Op 21 januari 1786 kocht Ribaut zijn huis, waarschijnlijk een forse boerderij, samen met Arij van Santen, die zij samen ieder voor de helft bewoonden. Dit huis stond in de Hoekeindse polder, ten oosten van de doorgaande weg tot aan de bermsloot. Daar ten oosten van was het land van Gerrit Verham, ten noorden Leendert Kerkhof en ten zuiden Klaas van der Kruijk. Het gedeelte wat Ribaut bewoonde had drie kamers (een voorkamer en twee binnenkamers), een spinne, een gang, een keuken en een grote zolder, in tweeën verdeeld. Verder bezat hij een stukje erf  met een tuin, een schuur, die ook nog weer een zolder bezat, en een pottenkast. In de mooie kamer bezat Ribaut een fraaie witwerkers boogkabinet, met daarop een "gecouleerd Japans porcelein stelsel van 5 stukken" . Het kabinet bestond uit drie laden, waarin hij o.a. zijn linnen en ondergoed bewaarde, en zes zilveren lepels en vijf zilveren vorken. In de tweede lade een deel van zijn boekenbezit: twee exemplaren van het Nieuwe Testament (waarvan een "in octavo"), een boek van Van Lodenstein: Uitspanningen", enkele keuren van Schieland en "enige andere boekjes en brieven en papieren". In de derde lag wat kleiner goed, waaronder twee wollen slaapmutsen, plus "De Gravinne´s  Morton´s gebeden in 12". Aan dit kabinet stond een uitstekende tafeltje vast.

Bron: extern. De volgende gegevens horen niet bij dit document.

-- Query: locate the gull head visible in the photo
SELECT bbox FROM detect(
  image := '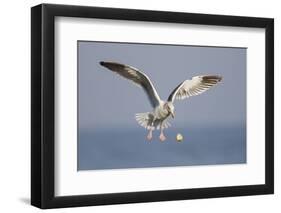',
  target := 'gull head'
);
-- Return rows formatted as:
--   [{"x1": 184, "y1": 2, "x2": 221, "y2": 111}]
[{"x1": 164, "y1": 101, "x2": 175, "y2": 118}]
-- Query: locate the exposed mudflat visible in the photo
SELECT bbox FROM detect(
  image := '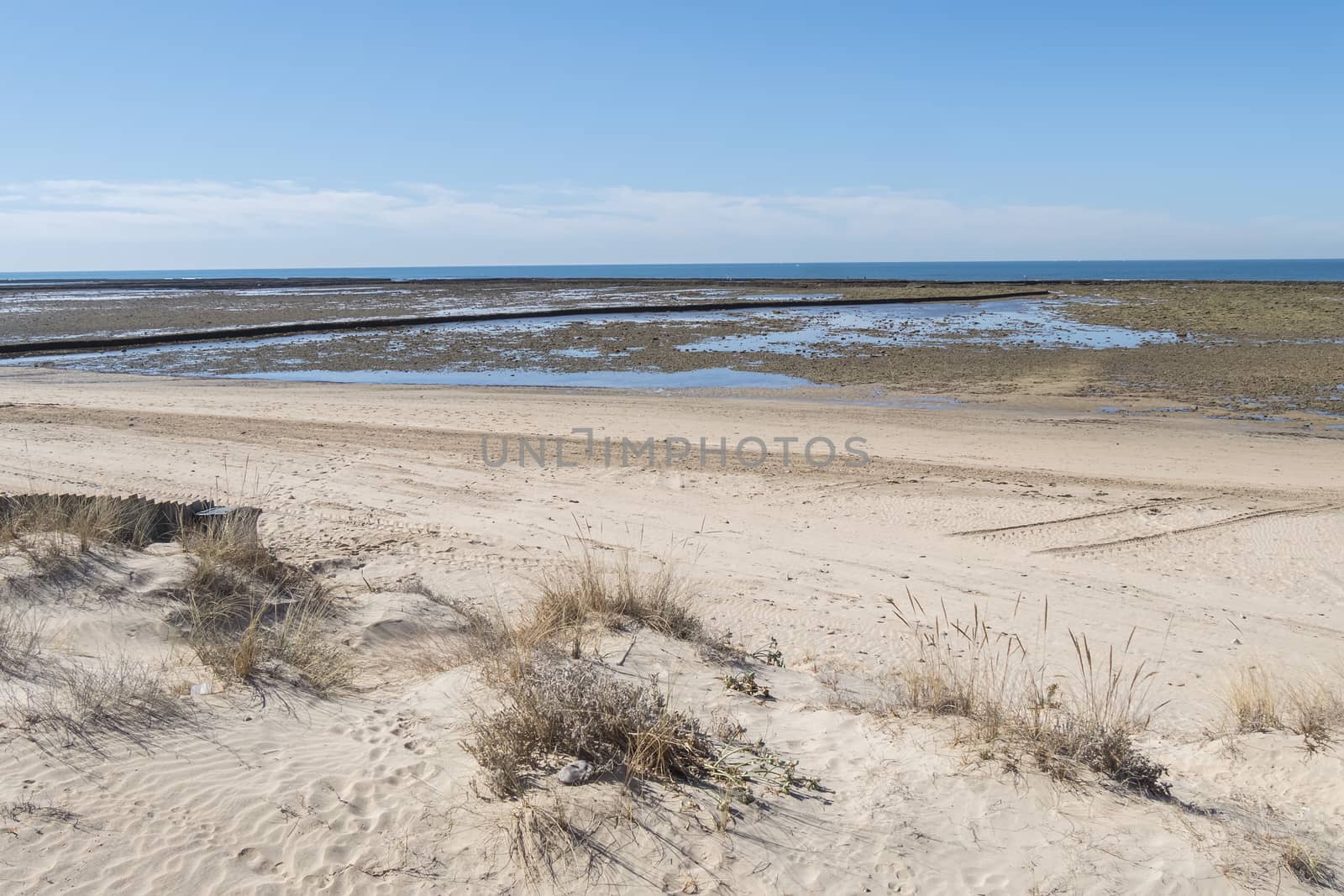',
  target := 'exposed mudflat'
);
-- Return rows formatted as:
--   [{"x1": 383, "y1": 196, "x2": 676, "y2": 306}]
[{"x1": 0, "y1": 280, "x2": 1344, "y2": 423}]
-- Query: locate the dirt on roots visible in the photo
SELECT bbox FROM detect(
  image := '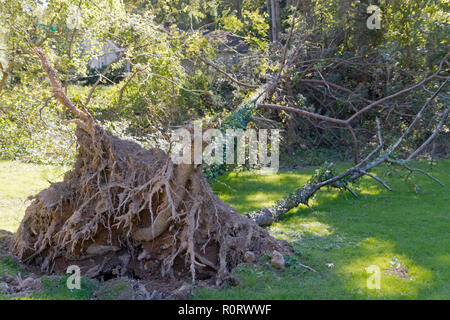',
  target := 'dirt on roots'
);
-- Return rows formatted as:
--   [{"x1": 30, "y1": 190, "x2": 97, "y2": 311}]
[{"x1": 11, "y1": 124, "x2": 292, "y2": 289}]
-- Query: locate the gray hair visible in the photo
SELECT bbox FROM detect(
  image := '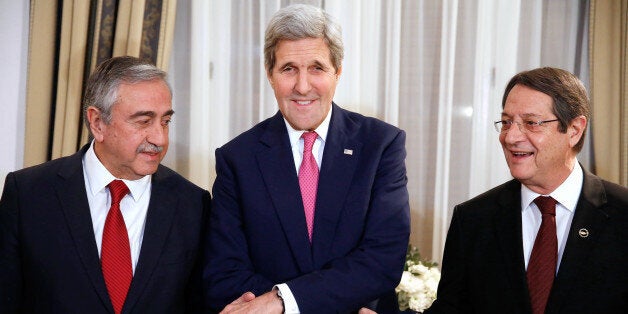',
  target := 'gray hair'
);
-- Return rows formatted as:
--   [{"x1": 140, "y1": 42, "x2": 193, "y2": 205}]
[
  {"x1": 83, "y1": 56, "x2": 172, "y2": 136},
  {"x1": 502, "y1": 67, "x2": 591, "y2": 153},
  {"x1": 264, "y1": 4, "x2": 344, "y2": 75}
]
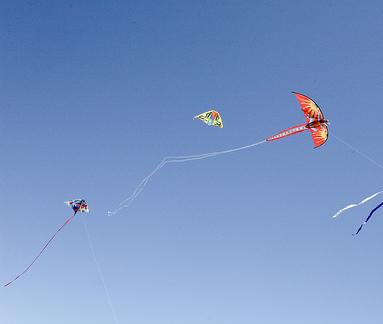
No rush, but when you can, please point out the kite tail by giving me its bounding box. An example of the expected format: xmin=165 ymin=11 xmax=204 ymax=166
xmin=4 ymin=212 xmax=76 ymax=287
xmin=108 ymin=140 xmax=266 ymax=216
xmin=332 ymin=191 xmax=383 ymax=218
xmin=266 ymin=124 xmax=308 ymax=141
xmin=352 ymin=222 xmax=366 ymax=236
xmin=352 ymin=202 xmax=383 ymax=236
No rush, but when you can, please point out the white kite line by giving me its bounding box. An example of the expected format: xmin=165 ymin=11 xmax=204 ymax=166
xmin=108 ymin=140 xmax=266 ymax=216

("latafel"), en een hangbuffet, met daarop drie blauw-gekleurde porceleinen koppen, met daarin o.a. 14 "wijnroomers". In de gang boven de deur stonden nog vier porceleinen schaaltjes. Aan de muur in de gang hingen twee schilderijtjes met paarden, vier prenten in een zwarte lijst die de Slag op Doggersbank verbeeldden, getekende letters in een lijst achter glas, een portretje van Ribaut zelf, en twee pentekeningen.

In de eerste binnenkamer, waarschijnlijk zijn werkkamer, een hangoorstafel, met daarop o.a. een schenktafeltje met daarin zijn bril en "brilhuisje". Verder op het tafeltje een Bijbeltje en een kleed met daarop beschildert een schoorsteen. Op de schoorsteenmantel o.a. zes aardewerken schotels en zes porceleinen kommen, terwijl in een kastje onder de schoorsteenmantel weer een Bijbeltje lag. Ook stond in deze kamer een bedstede, met een gordijn ervoor. Naast de bestede hing aan de muur een blikken fonteintje met bak en een spiegel. In de kelder stonden twee flessen azijn en een fles rode en een fles witte wijn.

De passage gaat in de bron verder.